2012-08-05

Romanian diacritic marks in movie subtitles

One important "screen" is the TV screen. In Romania the movies are not dubbed, they are subtitled. This means that all dialogs are presented as text for the viewer to read and understand the movie.

I remember I wanted to learn how to read because I wanted to read the movie subtitles.

 

Television


By using www.cool-itv.net, which uses P2P SoapCast tehnology to distribute cable TV stations I was able to analyze which Romanian diacritics were used in movie subtitles.

Below you will see some screenshots of some TV stations:

Almost all of the TV stations used the old diacritics - S and T cedilla (şŞţŢ) - with the exception of the last one which uses the correct diacritics - S and T comma below (șȘțȚ).

The state-owned public TV broadcasters (TVR1, TVR2 and so on) did their homework and their software can handle Unicode characters and they are using the correct Romanian diacritics. Chapeau!

At least some of them use the same diacritic: Discovery, Animal Planet, ProTV, Pro Cinema, and they did not mix s cedilla with t comma below like HBO, Antena1, and Kanal D.

One interesting case was TCM which used  A Caron (ǎ) instead of A Breve (ă). Also Prima used A Tilde (ã) in their promotional clips.

The usage of the old diacritics is due to the fact that the specialized TV software used is some old software written before Microsoft started promoting Unicode.

Old software and subtitle standard from 1991 is responsible to the major usage of incorrect Romanian diacritics. The 1991 standard is the EBU (European Broadcasting Union) TECH. 3264-E  which doesn't support Unicode characters.

Hopefully all this will change with the arrival of the new EBU-TT Subtitling Specification which was announced on 31st of July 2012. In a couple of years all TV stations will be using the correct Romanian diacritics.

AVI / MKV Movies


The same grim story is presented in the underground movie subtitles scene, for example if you go to http://www.opensubtitles.org/ro and download for example Iron Sky Romanian subtitle you will get only Windows-1250 codepage subtitles. By the way Iron Sky is a cool movie :)

Nobody uses Unicode to encode the subtitles, which would not require the user to configure their media player of choice to Windows-1250 / Central European / ISO-8859-2 as default code page for subtitles.

I've created a small Windows tool (133KBytes) which automatically converts subtitles from old diacritics to correct diacritics. The tool can be downloaded from here.

Below you have a screen shot of the tool:

I hope Unicode subtitles will be more popular in the future.
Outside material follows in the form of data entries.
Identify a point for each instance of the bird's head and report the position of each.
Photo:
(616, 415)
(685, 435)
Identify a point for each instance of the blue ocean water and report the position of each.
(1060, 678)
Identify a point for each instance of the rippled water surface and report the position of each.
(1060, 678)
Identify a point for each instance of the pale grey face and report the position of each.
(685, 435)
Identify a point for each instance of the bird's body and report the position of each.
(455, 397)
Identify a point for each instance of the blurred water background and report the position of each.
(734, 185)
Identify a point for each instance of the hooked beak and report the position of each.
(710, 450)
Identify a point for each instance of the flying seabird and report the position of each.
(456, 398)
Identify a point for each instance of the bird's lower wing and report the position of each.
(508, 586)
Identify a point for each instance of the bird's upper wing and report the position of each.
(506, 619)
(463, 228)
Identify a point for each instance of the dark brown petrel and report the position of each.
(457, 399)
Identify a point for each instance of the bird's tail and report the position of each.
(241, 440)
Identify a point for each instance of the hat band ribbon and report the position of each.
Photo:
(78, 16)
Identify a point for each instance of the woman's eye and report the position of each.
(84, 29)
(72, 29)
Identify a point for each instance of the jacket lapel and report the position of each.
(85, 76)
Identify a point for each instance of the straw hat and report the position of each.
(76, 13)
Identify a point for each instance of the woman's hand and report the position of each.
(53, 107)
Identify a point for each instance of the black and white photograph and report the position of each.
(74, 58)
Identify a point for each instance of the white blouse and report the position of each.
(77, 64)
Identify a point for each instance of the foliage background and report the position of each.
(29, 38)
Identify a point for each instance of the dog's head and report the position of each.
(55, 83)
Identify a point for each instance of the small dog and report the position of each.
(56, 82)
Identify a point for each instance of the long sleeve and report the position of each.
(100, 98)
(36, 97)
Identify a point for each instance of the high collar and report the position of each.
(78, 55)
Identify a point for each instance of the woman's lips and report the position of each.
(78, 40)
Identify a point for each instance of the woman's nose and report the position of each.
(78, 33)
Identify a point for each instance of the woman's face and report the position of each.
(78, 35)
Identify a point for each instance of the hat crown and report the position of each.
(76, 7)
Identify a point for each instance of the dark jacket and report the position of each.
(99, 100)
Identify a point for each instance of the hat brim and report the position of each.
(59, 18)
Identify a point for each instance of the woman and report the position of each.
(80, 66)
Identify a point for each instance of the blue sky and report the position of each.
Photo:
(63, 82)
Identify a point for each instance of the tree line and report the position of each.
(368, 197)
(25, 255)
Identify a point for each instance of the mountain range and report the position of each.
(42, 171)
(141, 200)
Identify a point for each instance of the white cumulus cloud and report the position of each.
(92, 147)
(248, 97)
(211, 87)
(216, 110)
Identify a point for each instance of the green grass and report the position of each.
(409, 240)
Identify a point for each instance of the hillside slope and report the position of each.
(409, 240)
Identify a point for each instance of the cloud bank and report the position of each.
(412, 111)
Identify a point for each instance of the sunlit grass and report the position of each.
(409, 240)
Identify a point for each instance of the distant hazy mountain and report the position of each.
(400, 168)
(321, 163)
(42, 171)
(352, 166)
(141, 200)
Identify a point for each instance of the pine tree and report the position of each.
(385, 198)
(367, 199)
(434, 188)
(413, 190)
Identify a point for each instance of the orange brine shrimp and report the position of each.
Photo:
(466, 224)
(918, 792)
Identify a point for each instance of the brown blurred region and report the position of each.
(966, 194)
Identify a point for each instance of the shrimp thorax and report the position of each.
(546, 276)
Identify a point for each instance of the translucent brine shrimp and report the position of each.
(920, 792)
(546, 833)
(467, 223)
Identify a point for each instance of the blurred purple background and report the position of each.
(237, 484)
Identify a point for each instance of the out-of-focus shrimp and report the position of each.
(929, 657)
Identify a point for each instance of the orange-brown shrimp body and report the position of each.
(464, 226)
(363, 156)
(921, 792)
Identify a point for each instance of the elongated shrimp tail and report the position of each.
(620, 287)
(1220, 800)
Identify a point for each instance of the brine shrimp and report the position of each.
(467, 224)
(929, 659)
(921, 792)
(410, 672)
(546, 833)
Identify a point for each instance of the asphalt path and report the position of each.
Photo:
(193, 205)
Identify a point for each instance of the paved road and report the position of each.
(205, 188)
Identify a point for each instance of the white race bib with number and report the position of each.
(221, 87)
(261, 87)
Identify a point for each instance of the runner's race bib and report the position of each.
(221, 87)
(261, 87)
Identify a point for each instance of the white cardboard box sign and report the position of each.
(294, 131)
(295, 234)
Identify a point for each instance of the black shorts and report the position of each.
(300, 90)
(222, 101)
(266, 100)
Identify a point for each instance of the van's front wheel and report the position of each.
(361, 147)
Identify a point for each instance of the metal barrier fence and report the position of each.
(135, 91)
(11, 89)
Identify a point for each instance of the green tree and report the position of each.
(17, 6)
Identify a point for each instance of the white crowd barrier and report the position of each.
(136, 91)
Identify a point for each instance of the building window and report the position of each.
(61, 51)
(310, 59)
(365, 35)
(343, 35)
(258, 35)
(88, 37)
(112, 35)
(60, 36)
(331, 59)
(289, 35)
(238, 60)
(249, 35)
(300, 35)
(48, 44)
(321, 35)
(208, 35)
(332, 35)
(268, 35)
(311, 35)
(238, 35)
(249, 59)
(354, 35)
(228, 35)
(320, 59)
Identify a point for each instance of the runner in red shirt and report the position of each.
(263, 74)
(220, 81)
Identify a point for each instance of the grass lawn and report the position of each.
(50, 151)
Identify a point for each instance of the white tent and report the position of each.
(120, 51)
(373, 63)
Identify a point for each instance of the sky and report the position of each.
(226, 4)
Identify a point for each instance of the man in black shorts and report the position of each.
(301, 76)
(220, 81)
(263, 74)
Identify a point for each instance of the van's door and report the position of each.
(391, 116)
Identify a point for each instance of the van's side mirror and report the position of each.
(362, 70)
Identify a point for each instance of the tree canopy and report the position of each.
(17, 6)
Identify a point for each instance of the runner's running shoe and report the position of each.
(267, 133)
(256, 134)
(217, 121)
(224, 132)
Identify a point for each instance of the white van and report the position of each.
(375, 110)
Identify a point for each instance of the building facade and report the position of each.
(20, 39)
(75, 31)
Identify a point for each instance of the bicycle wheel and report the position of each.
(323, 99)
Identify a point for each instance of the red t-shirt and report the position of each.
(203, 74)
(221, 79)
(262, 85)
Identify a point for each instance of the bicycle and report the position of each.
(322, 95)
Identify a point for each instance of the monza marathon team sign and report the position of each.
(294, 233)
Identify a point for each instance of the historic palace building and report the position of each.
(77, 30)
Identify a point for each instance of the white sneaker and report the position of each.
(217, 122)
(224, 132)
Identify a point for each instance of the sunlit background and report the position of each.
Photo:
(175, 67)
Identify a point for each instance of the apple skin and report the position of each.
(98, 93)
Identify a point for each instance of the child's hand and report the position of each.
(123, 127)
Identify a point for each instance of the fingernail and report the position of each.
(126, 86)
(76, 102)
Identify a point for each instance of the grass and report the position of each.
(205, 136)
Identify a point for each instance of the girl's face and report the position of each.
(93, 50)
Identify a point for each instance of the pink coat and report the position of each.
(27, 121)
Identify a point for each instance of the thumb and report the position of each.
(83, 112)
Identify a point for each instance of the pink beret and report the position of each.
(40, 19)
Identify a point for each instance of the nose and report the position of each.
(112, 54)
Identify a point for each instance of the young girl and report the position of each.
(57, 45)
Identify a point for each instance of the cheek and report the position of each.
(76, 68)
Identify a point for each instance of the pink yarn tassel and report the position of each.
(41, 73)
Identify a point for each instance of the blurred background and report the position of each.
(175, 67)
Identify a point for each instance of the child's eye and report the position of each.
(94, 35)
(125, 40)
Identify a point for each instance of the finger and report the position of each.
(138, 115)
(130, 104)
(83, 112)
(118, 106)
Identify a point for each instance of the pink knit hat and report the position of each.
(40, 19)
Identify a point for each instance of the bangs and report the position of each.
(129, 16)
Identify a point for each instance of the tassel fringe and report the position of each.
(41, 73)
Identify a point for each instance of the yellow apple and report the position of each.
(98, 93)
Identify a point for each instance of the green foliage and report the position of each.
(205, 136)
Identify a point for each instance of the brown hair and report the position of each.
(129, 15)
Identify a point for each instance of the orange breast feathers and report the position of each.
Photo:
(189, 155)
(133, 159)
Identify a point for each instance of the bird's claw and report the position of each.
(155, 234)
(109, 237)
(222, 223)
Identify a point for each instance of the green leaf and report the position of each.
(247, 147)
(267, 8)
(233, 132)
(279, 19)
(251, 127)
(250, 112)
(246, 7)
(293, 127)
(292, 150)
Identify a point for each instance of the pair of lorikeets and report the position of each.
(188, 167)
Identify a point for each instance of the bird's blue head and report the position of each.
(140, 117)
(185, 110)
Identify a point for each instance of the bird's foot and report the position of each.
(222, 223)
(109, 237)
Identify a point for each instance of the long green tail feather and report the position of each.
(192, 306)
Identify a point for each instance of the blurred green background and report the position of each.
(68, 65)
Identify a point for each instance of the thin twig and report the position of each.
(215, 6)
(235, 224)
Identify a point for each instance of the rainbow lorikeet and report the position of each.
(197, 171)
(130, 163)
There is no need to stick to ANSI code pages!

8 comments:

Dan Bujor said...

Buna treaba cu programul asta. Multumesc, a functionat de minune! Indiferent ce codari si fonturi foloseam nu reuseam sa vad anumite sa vad anumite subtitrari.

ursulupi said...

foarte bine lucrat! multumim!

Unknown said...

extraordinar! multumesc

Anonymous said...

Programelul este excelent. Multumesc!

Unknown said...

Buna ziua,
Ce inseamna : Trage si lasa sa cada? Adica ce trebuie sa fac sa-l instalez?

Unknown said...

Buna ziua, Ce inseamna Lasa sa cada? Ce trebuie sa fac sa-l instalez?

Cristian said...

@Unknown Drag & Drop ar fi traducerea la Trage și lasă să cadă.

Lansezi executabilul "subtitrări_unicode.exe" și apoi "drag & drop" unui fișier .sub/.srt

snow said...

De câteva ori pe ani revin la pagina asta să văd dacă nu cumva au apărut noutăți gen multi-drag&drop sau măcar un link de GitHub către surse în care să îmi bag degetele. Folosesc aplicația de mulți, mersi!